This Health Error is Made by 77% of People With Hearing Loss
Hearing loss – it’s usually perceived as a fact of life as we get older. Many older Americans have some kind of hearing loss or tinnitus, which is a constant ringing in the ears. But for such an accepted affliction many people still won’t admit they suffer from loss of hearing.
A new study from Canada suggests that over 50 percent of all Canadians middle-aged and older cope with some kind of hearing loss, but no issues were reported at all by over 77% percent of those. Some kind of hearing loss is experienced by over 48 million Americans and goes un-addressed. It’s debatable whether this denial is on purpose or not, but the fact remains that a considerable number of individuals allow their loss of hearing to go unchecked – which could lead to substantial problems down the road.
Why do Some Individuals Not Recognize They Have Loss of Hearing?
It’s a tricky matter. It’s a gradual process when somebody loses their ability to hear, and some people might not even recognize that they are having a more difficult time hearing things or understanding people than they once did. Or, more frequently, they might blame it on something else – they think everyone is mumbling, volumes aren’t turned up loud enough, or there’s too much background noise. hearing loss can be blamed, unfortunately, on quite a few things, and having a hearing exam or getting checked out, normally, is not a person’s first instinct.
It also happens that some individuals just won’t admit that they suffer from hearing loss. Another study conducted in the United States shows that many seniors flat out refuse to admit that they are suffering from a hearing issue. They hide their issue in any way they can, either because they don’t want to acknowledge an issue or because of perceived stigmas surrounding hearing loss.
The concern with both of these scenarios is that by rejecting or not recognizing you have a hearing problem you could actually be negatively impacting your general health.
Neglected Hearing Loss Can Have a Catastrophic Affect
Hearing loss does not just affect your ears – it has been connected to various ailments such as depression, anxiety, and cognitive decline, and it can also be a symptom of heart disease and high blood pressure.
Research has demonstrated that individuals who have addressed their hearing loss with cognitive therapy, diet changes and hearing aids have better general health and longer life expectancy.
It’s important to recognize the signs of hearing loss – continual ringing or humming in the ears, trouble having conversations, having to crank up the volume of your radio or TV.
What Can be Done to Treat Hearing Loss?
There are several treatment methods you can undertake to get your loss of hearing under control.
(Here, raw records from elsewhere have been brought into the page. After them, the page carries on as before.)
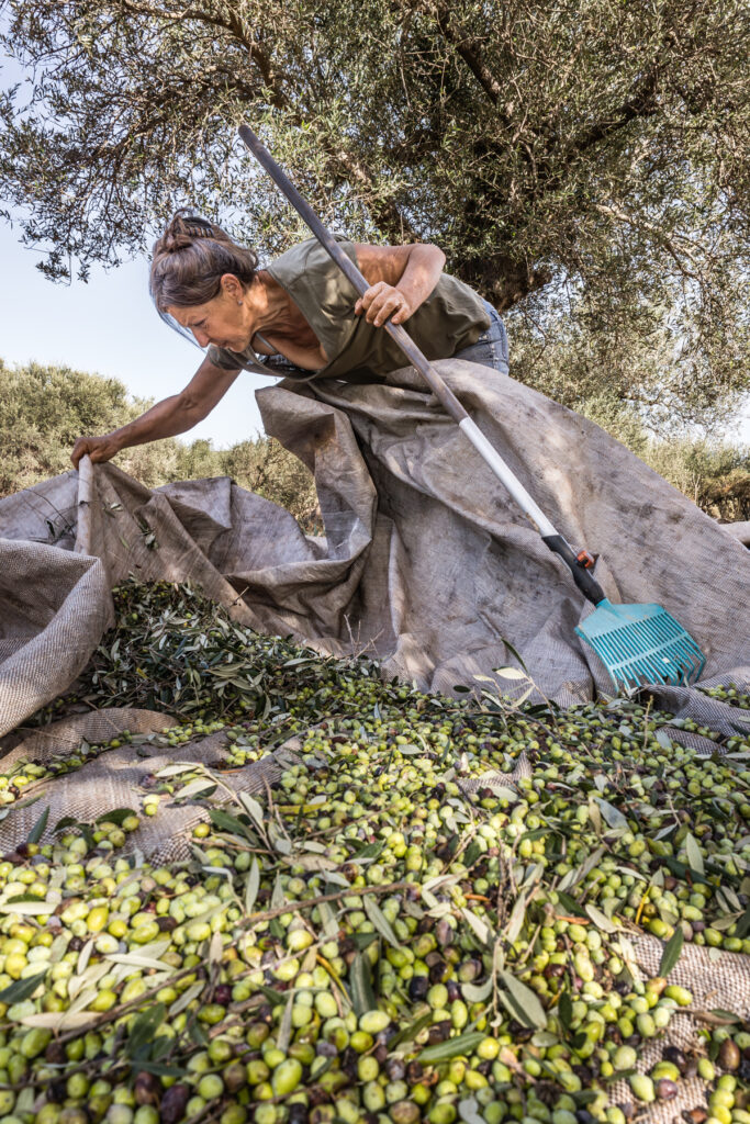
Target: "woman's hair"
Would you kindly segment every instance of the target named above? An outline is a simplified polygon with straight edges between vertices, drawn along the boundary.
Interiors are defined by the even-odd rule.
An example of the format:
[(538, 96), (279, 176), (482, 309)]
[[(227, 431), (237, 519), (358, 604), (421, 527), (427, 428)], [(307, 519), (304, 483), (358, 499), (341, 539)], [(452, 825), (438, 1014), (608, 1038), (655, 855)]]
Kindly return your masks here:
[(183, 207), (154, 243), (148, 290), (164, 317), (170, 306), (190, 308), (213, 300), (225, 273), (250, 284), (256, 270), (253, 250), (238, 246), (220, 226)]

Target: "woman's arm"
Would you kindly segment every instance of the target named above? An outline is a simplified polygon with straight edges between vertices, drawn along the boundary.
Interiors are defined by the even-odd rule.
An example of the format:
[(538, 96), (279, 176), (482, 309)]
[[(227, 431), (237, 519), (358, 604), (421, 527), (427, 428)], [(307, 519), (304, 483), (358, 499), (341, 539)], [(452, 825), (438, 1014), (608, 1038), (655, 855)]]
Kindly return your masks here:
[(200, 364), (184, 390), (171, 398), (156, 402), (135, 422), (101, 437), (79, 437), (73, 446), (71, 460), (78, 469), (79, 461), (88, 453), (92, 461), (109, 461), (116, 453), (130, 445), (145, 445), (162, 437), (174, 437), (192, 429), (202, 422), (216, 404), (224, 397), (240, 374), (215, 366), (208, 359)]
[(408, 320), (433, 291), (443, 272), (445, 254), (431, 243), (409, 246), (356, 245), (360, 270), (370, 289), (360, 297), (354, 311), (364, 312), (369, 324), (380, 327)]

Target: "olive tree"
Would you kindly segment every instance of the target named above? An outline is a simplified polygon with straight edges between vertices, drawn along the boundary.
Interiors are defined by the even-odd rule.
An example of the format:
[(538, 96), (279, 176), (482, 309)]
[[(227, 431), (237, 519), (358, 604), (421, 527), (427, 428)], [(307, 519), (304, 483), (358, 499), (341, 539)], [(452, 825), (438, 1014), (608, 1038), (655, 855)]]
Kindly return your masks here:
[(7, 9), (31, 78), (0, 103), (0, 192), (51, 278), (142, 252), (188, 202), (265, 254), (306, 236), (249, 121), (329, 224), (437, 242), (509, 314), (524, 379), (567, 368), (564, 400), (594, 379), (657, 425), (747, 389), (744, 0)]

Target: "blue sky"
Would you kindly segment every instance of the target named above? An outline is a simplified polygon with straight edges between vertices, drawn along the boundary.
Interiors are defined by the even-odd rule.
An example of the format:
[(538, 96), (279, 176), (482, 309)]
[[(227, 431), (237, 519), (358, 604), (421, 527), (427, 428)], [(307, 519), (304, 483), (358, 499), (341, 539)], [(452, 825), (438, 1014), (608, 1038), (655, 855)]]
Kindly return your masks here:
[[(189, 382), (201, 353), (157, 316), (148, 296), (148, 262), (91, 270), (87, 284), (48, 281), (40, 254), (0, 221), (0, 359), (7, 364), (58, 363), (120, 379), (138, 398), (166, 398)], [(183, 439), (209, 437), (226, 447), (261, 426), (254, 390), (271, 379), (244, 372), (209, 416)]]
[[(0, 54), (0, 87), (25, 78)], [(148, 297), (145, 257), (105, 272), (92, 268), (88, 283), (48, 281), (36, 269), (38, 250), (19, 244), (20, 229), (0, 219), (0, 359), (56, 363), (120, 379), (138, 398), (166, 398), (181, 390), (200, 363), (200, 352), (169, 328)], [(513, 373), (513, 339), (510, 341)], [(254, 391), (272, 380), (243, 372), (209, 416), (183, 436), (227, 447), (262, 429)], [(750, 443), (750, 398), (744, 418), (728, 437)]]

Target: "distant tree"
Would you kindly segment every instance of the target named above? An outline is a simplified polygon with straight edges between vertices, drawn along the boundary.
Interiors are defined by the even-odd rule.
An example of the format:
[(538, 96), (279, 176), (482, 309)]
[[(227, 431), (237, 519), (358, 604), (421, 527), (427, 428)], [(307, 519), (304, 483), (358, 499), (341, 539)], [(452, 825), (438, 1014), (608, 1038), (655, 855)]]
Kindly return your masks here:
[[(39, 363), (8, 368), (0, 360), (0, 497), (69, 471), (78, 436), (125, 425), (150, 405), (130, 398), (118, 379)], [(317, 526), (313, 477), (271, 437), (228, 450), (213, 448), (210, 441), (168, 438), (127, 448), (114, 463), (148, 488), (229, 475), (286, 507), (306, 528)]]
[(305, 236), (236, 140), (249, 120), (327, 221), (434, 239), (514, 310), (541, 356), (527, 381), (573, 338), (570, 378), (616, 355), (611, 389), (644, 418), (711, 422), (748, 388), (744, 0), (9, 12), (3, 45), (34, 81), (0, 103), (0, 194), (49, 277), (142, 251), (187, 201), (266, 253)]

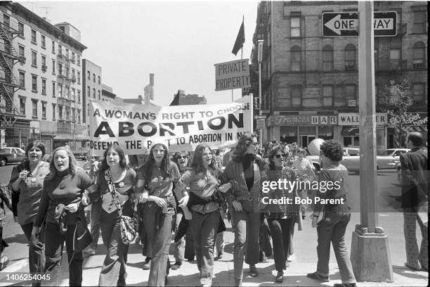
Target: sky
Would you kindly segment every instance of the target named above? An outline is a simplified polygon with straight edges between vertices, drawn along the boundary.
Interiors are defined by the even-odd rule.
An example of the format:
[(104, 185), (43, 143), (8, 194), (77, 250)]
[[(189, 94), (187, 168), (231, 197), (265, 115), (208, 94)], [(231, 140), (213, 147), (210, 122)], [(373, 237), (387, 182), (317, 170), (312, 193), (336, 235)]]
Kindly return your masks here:
[[(52, 24), (67, 22), (87, 46), (82, 58), (102, 68), (102, 82), (124, 98), (143, 96), (155, 75), (154, 100), (168, 106), (178, 89), (207, 103), (231, 101), (215, 91), (214, 64), (231, 53), (245, 17), (243, 58), (249, 58), (258, 1), (19, 1)], [(241, 90), (233, 91), (234, 99)]]

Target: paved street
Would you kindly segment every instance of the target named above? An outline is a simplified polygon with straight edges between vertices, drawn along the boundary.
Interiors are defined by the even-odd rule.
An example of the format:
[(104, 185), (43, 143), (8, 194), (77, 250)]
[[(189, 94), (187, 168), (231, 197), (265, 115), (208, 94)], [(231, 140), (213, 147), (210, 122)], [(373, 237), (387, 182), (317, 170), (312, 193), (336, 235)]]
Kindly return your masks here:
[[(0, 167), (0, 181), (6, 182), (10, 176), (12, 165)], [(352, 210), (359, 209), (359, 182), (358, 175), (350, 176), (349, 203)], [(397, 184), (397, 175), (394, 171), (382, 171), (378, 172), (378, 206), (382, 210), (379, 214), (379, 225), (382, 227), (389, 238), (389, 250), (394, 273), (395, 281), (393, 283), (380, 283), (379, 286), (427, 286), (428, 273), (424, 272), (412, 272), (404, 267), (405, 262), (405, 241), (403, 233), (403, 217), (401, 214), (396, 211), (399, 203), (395, 198), (400, 195), (400, 186)], [(0, 272), (0, 286), (21, 286), (30, 285), (28, 282), (9, 283), (5, 281), (4, 272), (25, 272), (28, 271), (27, 245), (24, 235), (17, 224), (13, 223), (11, 212), (6, 210), (8, 226), (4, 229), (4, 238), (9, 244), (6, 250), (6, 254), (12, 260), (9, 267), (3, 272)], [(351, 222), (346, 231), (347, 245), (351, 248), (352, 231), (355, 225), (360, 222), (360, 214), (354, 212), (352, 214)], [(231, 233), (230, 224), (227, 223), (228, 231), (225, 234), (226, 248), (225, 255), (220, 261), (216, 262), (214, 279), (214, 286), (229, 286), (233, 282), (233, 235)], [(417, 234), (419, 240), (421, 236)], [(99, 248), (95, 256), (85, 260), (84, 263), (84, 286), (97, 285), (100, 268), (104, 259), (105, 248), (102, 245), (101, 238), (99, 239)], [(334, 283), (340, 283), (339, 269), (336, 263), (334, 255), (332, 251), (330, 257), (331, 281), (326, 283), (319, 283), (306, 277), (306, 273), (315, 271), (316, 268), (316, 231), (311, 227), (311, 221), (306, 219), (304, 222), (304, 230), (296, 231), (294, 234), (294, 253), (296, 260), (291, 267), (287, 269), (284, 286), (332, 286)], [(174, 257), (170, 256), (171, 262)], [(62, 286), (67, 286), (67, 261), (63, 264), (63, 280)], [(128, 286), (145, 286), (149, 271), (141, 269), (143, 257), (141, 255), (141, 248), (133, 244), (130, 247), (128, 262)], [(268, 286), (281, 284), (274, 283), (274, 262), (272, 257), (268, 262), (259, 263), (259, 275), (252, 278), (248, 275), (247, 266), (244, 265), (244, 286)], [(195, 262), (185, 262), (182, 267), (176, 271), (171, 271), (168, 281), (169, 286), (196, 286), (198, 285), (197, 277), (197, 267)], [(359, 282), (360, 286), (374, 286), (375, 283)]]

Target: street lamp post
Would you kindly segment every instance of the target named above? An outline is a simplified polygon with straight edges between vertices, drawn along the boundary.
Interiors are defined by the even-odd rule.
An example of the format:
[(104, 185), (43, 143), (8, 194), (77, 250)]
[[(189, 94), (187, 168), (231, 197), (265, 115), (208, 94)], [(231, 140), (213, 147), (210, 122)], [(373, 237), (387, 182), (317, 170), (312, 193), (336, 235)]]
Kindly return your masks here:
[[(259, 40), (257, 60), (259, 62), (259, 115), (261, 116), (261, 60), (263, 60), (263, 44), (264, 40)], [(263, 146), (263, 130), (259, 129), (260, 148)]]

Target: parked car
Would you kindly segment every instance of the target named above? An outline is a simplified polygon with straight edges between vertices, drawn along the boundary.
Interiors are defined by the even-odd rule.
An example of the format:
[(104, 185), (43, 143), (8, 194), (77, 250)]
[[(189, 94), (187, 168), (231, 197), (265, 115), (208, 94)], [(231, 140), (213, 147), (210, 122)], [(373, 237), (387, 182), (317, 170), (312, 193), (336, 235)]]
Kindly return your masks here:
[(20, 162), (25, 158), (25, 151), (20, 148), (6, 147), (0, 148), (0, 166), (8, 163)]

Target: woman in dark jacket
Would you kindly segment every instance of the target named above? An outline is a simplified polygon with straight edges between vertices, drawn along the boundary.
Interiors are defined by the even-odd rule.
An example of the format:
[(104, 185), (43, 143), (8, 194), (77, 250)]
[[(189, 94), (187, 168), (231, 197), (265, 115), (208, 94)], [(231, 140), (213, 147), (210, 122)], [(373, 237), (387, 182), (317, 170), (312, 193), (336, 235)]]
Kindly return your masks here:
[(245, 253), (251, 276), (258, 276), (255, 264), (259, 259), (261, 182), (266, 179), (264, 162), (256, 155), (258, 146), (255, 134), (242, 134), (221, 177), (222, 184), (230, 183), (232, 186), (228, 198), (235, 230), (235, 286), (242, 285)]

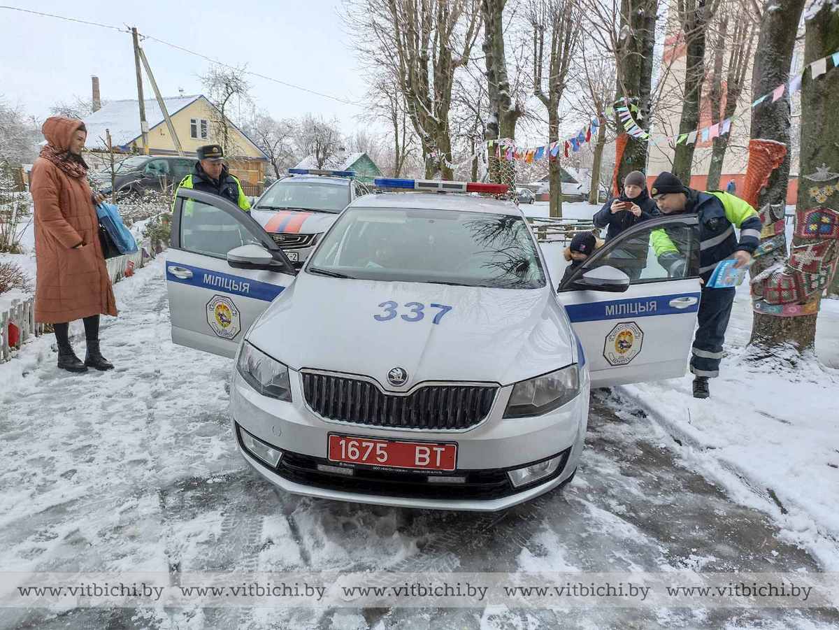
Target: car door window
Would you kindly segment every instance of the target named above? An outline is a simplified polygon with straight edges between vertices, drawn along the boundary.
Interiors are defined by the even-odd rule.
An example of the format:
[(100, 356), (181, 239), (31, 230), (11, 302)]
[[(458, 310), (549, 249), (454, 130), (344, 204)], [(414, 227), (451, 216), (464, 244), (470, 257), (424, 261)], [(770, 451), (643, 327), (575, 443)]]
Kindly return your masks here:
[(597, 267), (613, 267), (632, 284), (662, 282), (699, 275), (699, 239), (696, 226), (650, 221), (622, 234), (595, 252), (581, 269), (565, 279), (560, 290), (573, 290), (576, 278)]
[(147, 177), (169, 177), (169, 164), (165, 159), (153, 159), (143, 169)]
[(223, 210), (194, 199), (185, 200), (180, 217), (180, 248), (227, 258), (242, 245), (262, 242), (248, 228)]
[(175, 159), (172, 161), (172, 179), (180, 181), (192, 172), (193, 162), (189, 159)]

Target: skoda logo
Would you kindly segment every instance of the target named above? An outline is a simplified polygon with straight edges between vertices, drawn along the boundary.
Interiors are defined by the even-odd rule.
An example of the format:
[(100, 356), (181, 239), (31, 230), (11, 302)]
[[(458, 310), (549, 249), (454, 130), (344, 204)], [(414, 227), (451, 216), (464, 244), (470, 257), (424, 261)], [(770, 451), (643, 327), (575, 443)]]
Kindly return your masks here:
[(393, 387), (402, 387), (408, 383), (408, 372), (401, 367), (394, 367), (388, 372), (388, 382)]

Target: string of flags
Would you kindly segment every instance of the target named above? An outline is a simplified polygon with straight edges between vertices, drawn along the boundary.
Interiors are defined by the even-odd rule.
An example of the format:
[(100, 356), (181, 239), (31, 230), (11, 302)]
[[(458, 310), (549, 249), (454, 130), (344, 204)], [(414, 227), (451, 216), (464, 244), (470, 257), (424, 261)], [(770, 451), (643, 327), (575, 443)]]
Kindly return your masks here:
[[(784, 95), (787, 93), (787, 91), (789, 91), (789, 96), (792, 96), (801, 89), (801, 82), (808, 68), (810, 70), (812, 78), (816, 80), (827, 71), (827, 63), (829, 60), (832, 60), (834, 68), (839, 67), (839, 51), (828, 55), (826, 57), (823, 57), (822, 59), (816, 60), (816, 61), (813, 61), (805, 66), (801, 72), (794, 75), (789, 79), (789, 81), (785, 83), (782, 83), (771, 92), (764, 94), (760, 98), (756, 99), (748, 110), (742, 112), (738, 116), (742, 116), (744, 113), (750, 112), (752, 109), (754, 109), (762, 103), (766, 102), (770, 98), (772, 99), (770, 102), (774, 102), (779, 99), (783, 98)], [(670, 144), (672, 143), (675, 143), (675, 144), (694, 144), (697, 141), (708, 142), (715, 138), (726, 135), (731, 131), (732, 121), (734, 118), (738, 117), (737, 116), (728, 117), (720, 121), (719, 122), (715, 122), (712, 125), (702, 128), (701, 129), (690, 132), (689, 133), (677, 133), (672, 136), (657, 135), (654, 137), (648, 132), (644, 131), (644, 128), (635, 122), (633, 113), (638, 111), (638, 107), (637, 105), (630, 102), (628, 99), (624, 98), (622, 101), (616, 102), (613, 104), (613, 107), (610, 106), (606, 107), (605, 111), (602, 114), (591, 118), (591, 121), (588, 124), (582, 127), (571, 137), (564, 140), (555, 140), (552, 143), (536, 147), (519, 147), (515, 143), (515, 141), (510, 138), (499, 138), (498, 140), (486, 141), (486, 148), (487, 151), (492, 151), (494, 149), (497, 158), (500, 159), (503, 157), (508, 161), (522, 160), (527, 164), (532, 164), (534, 161), (545, 159), (548, 157), (556, 158), (560, 152), (565, 158), (568, 158), (571, 153), (576, 153), (579, 151), (585, 144), (591, 142), (592, 138), (597, 135), (597, 131), (602, 124), (602, 120), (605, 118), (611, 118), (616, 115), (620, 119), (621, 123), (623, 125), (623, 129), (627, 133), (633, 138), (647, 140), (651, 144)], [(481, 154), (482, 154), (482, 151), (481, 154), (469, 156), (469, 158), (464, 160), (461, 164), (452, 164), (449, 163), (445, 157), (442, 158), (441, 161), (443, 161), (450, 168), (455, 168), (463, 164), (471, 162), (475, 159), (475, 157), (480, 156)]]

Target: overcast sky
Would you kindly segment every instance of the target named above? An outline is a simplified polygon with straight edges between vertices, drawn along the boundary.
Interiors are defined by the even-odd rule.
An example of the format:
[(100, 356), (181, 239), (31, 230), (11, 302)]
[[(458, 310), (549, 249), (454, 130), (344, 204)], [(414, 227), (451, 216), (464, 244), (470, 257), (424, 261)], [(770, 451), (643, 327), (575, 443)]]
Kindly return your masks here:
[[(106, 24), (136, 26), (140, 34), (189, 48), (268, 76), (360, 101), (363, 81), (339, 17), (340, 0), (13, 0), (23, 8)], [(142, 43), (164, 96), (201, 91), (209, 62), (154, 41)], [(0, 9), (0, 96), (43, 119), (50, 106), (89, 98), (91, 75), (103, 100), (137, 98), (131, 35), (55, 18)], [(345, 132), (360, 108), (249, 77), (259, 109), (275, 117), (311, 112), (337, 117)], [(148, 81), (146, 98), (154, 98)]]

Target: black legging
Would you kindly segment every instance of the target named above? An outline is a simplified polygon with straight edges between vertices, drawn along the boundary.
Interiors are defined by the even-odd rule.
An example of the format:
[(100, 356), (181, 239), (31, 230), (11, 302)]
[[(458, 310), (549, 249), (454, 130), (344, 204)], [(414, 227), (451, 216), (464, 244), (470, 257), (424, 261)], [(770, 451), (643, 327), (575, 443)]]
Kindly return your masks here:
[[(85, 339), (96, 341), (99, 339), (99, 315), (91, 315), (82, 320), (85, 322)], [(55, 341), (59, 346), (70, 346), (70, 322), (53, 324), (55, 331)]]

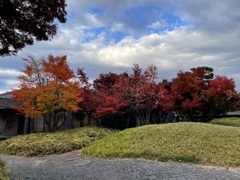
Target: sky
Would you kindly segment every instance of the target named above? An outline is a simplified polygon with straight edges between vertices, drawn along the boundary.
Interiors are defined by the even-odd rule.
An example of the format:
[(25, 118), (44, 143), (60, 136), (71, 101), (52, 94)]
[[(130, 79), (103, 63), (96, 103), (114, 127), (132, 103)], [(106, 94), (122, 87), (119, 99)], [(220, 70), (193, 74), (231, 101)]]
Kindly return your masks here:
[(240, 91), (239, 0), (66, 0), (67, 22), (51, 41), (0, 57), (0, 93), (19, 85), (21, 58), (67, 55), (90, 81), (101, 73), (158, 68), (158, 80), (209, 66)]

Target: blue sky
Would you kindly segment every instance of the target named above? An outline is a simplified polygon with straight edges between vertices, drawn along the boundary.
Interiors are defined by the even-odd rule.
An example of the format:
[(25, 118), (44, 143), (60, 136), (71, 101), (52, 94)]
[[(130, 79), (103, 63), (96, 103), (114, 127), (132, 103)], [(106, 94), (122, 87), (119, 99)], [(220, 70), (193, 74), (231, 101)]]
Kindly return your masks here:
[(66, 0), (67, 23), (57, 35), (35, 42), (17, 56), (0, 57), (0, 93), (16, 88), (28, 55), (67, 55), (90, 80), (100, 73), (131, 71), (154, 64), (159, 81), (180, 70), (210, 66), (233, 78), (240, 90), (239, 0)]

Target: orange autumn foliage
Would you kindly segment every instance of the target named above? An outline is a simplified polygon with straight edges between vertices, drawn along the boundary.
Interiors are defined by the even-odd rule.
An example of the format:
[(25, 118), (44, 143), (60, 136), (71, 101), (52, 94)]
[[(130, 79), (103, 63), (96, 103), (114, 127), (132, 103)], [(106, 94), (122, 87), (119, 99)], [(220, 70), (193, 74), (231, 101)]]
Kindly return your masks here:
[(13, 108), (27, 117), (43, 116), (48, 130), (54, 131), (64, 114), (79, 110), (78, 104), (82, 101), (80, 83), (69, 68), (66, 56), (23, 60), (26, 64), (23, 74), (18, 77), (20, 87), (12, 92), (12, 98), (22, 105)]

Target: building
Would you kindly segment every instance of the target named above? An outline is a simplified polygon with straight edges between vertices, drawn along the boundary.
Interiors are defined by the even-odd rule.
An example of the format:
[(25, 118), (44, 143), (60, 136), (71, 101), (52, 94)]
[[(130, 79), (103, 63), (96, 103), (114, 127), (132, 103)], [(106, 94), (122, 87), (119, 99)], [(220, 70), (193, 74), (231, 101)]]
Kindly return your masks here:
[(11, 106), (20, 103), (11, 99), (10, 93), (0, 94), (0, 138), (7, 138), (23, 134), (25, 117), (18, 114)]

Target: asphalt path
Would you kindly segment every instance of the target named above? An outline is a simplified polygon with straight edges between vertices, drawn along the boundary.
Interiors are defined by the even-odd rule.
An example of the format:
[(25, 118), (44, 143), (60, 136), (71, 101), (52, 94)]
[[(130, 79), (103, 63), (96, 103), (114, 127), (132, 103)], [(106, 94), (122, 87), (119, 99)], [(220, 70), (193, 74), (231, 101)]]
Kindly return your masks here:
[(92, 158), (73, 151), (44, 157), (0, 156), (13, 180), (240, 180), (239, 169), (146, 160)]

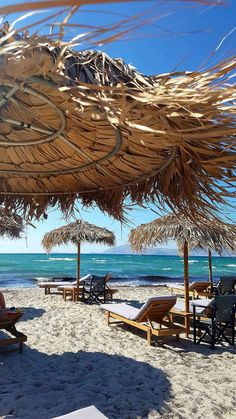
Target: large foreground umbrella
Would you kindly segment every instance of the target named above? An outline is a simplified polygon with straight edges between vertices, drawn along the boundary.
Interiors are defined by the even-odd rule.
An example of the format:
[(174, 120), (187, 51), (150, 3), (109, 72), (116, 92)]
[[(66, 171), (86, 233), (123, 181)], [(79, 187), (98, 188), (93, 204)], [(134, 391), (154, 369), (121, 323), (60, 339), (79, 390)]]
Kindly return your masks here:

Hearing aids are the form of treatment that is the most common, and you won’t have the same kinds of issues that your parents or grandparents did because hearing aid tech has progressed appreciably. Hearing aids now have the ability to filter out background noise and wind, while also connecting wirelessly to devices like your TV, tablet, or radio.
A changing the foods you eat could impact the health of your hearing if you have anemia. Since anemia iron deficiency has been demonstrated to cause loss of hearing, people who suffer from tinnitus can be helped by eating foods that are high in iron.
The most important thing you can do, though, is to have your hearing checked regularly.
Do you think that might have loss of hearing? Make an appointment for a hearing examination.